One way: Perhaps he starts this of by bursts of aggressive selling at a popular technical level, e.g a round number or established support. Selling to beget selling, kind of a loss leader. This will cost him but should reward him later if he has judged the conditions correctly. Then perhaps having loosed a few of the naivest stops he temporarily goes on the offer as a precaution and keeps refreshing every time someone takes 200 or so. This makes him look like a real and continued seller and discourages the slighly more sophisticated from bargain hunting following the break while encouraging further sellers who misread his intentions as he'd hoped.
So the price continues to fall as increasing numbers of naive weak hands are attracted to the short side by the deliberately tempting technical break and shiny price action.
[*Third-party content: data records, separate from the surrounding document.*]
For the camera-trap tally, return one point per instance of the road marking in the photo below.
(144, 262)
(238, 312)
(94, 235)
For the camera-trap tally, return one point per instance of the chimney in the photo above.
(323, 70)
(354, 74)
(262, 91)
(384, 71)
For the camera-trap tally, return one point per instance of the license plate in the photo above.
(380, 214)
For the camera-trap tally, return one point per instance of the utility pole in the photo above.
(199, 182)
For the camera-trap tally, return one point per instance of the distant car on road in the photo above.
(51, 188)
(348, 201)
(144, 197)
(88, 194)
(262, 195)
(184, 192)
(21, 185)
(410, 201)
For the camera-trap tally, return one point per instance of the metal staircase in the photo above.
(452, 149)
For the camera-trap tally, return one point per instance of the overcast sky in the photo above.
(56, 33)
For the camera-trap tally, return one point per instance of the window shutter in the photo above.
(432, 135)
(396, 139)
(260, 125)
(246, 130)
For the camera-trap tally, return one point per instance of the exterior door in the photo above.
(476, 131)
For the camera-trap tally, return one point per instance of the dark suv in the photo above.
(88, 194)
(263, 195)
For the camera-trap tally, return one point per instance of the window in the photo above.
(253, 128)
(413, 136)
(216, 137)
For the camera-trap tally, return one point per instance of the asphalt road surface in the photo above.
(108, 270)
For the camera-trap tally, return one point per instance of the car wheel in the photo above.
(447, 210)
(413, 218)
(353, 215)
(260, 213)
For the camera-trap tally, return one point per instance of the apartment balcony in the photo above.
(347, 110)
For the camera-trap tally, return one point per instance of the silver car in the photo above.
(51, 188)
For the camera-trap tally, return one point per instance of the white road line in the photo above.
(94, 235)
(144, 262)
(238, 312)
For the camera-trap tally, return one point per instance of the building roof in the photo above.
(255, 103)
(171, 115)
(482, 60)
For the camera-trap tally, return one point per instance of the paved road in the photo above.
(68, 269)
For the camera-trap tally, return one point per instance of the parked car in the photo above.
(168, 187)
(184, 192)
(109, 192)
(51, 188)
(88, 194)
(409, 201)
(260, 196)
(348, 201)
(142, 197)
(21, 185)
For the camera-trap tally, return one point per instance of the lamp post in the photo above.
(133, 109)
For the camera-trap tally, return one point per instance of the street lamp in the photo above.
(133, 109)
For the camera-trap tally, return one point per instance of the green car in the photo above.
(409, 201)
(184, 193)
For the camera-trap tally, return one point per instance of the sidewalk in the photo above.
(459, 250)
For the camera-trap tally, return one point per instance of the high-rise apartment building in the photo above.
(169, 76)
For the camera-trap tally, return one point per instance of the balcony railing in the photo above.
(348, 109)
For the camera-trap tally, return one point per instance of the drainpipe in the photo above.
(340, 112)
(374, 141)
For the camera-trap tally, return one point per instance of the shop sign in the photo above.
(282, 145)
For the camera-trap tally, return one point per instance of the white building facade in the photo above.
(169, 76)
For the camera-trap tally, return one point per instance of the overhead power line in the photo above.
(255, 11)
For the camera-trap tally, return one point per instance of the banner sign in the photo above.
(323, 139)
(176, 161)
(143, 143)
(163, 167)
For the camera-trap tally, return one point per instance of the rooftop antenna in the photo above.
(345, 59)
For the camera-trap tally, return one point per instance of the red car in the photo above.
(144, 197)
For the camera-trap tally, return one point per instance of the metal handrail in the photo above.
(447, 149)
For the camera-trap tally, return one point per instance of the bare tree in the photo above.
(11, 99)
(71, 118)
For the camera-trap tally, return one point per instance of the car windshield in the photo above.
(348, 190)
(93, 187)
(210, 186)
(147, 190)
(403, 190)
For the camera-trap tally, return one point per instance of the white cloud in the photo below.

He stops offering as momentum picks up - after all he is ultimately trying to buy and cheaply. The price is indeed getting cheaper. So (or even while offering) he stealthily goes on the bid as well, perhaps thru another ECN, picking up a little at a time to fill the order in say blocks of 500. He has successfully dislodged some supply and hoovers it up quietly "una fagiola" at a time.
Eventually the supply will probably dry up and demand will come back in. If he has managed to build most or all of his postion he may actually put a large bid in below the market, now making him look like a buyer - which he was all along but only now does he want this to look obvious, because he now has a large long postion and does not want to create more supply which would go against his long - thus causing the fresh demand of others to take the price back up.
Essentially he keeps buying in small blocks as supply becomes available on pullbacks (that he may help create by initially, say, making it look like he is a big seller) then when the buyers come back in he eventually resells some of his position to the usual latecomers who have been waiting for their stoch crossover or whatever. So he is selling say 500 for every 1000 he buys all day surfing around the tops and bottoms of the pullbacks and impulses and slowly filling his order at a number of price levels, trading both ways while he does so. And because he has the size to test supply and demand (go fishing) at key levels he may be able to coax the crowd into doing some of the hard work for him.
Or perhaps I'm overcomplicating everything as usual and he simply looks to buy as much as he can in small blocks at favourable prices, e.g every time the stock trades at a certain percentage deviation from a mean, or something similarly mathematical. Techniques probably vary from house to house in fact?
I hope mr marcus responds to this question as he will no doubt have an interesting take on it and correct my manifold misconceptions.
I look forward to the answer Grey1, I find this stuff fascinating.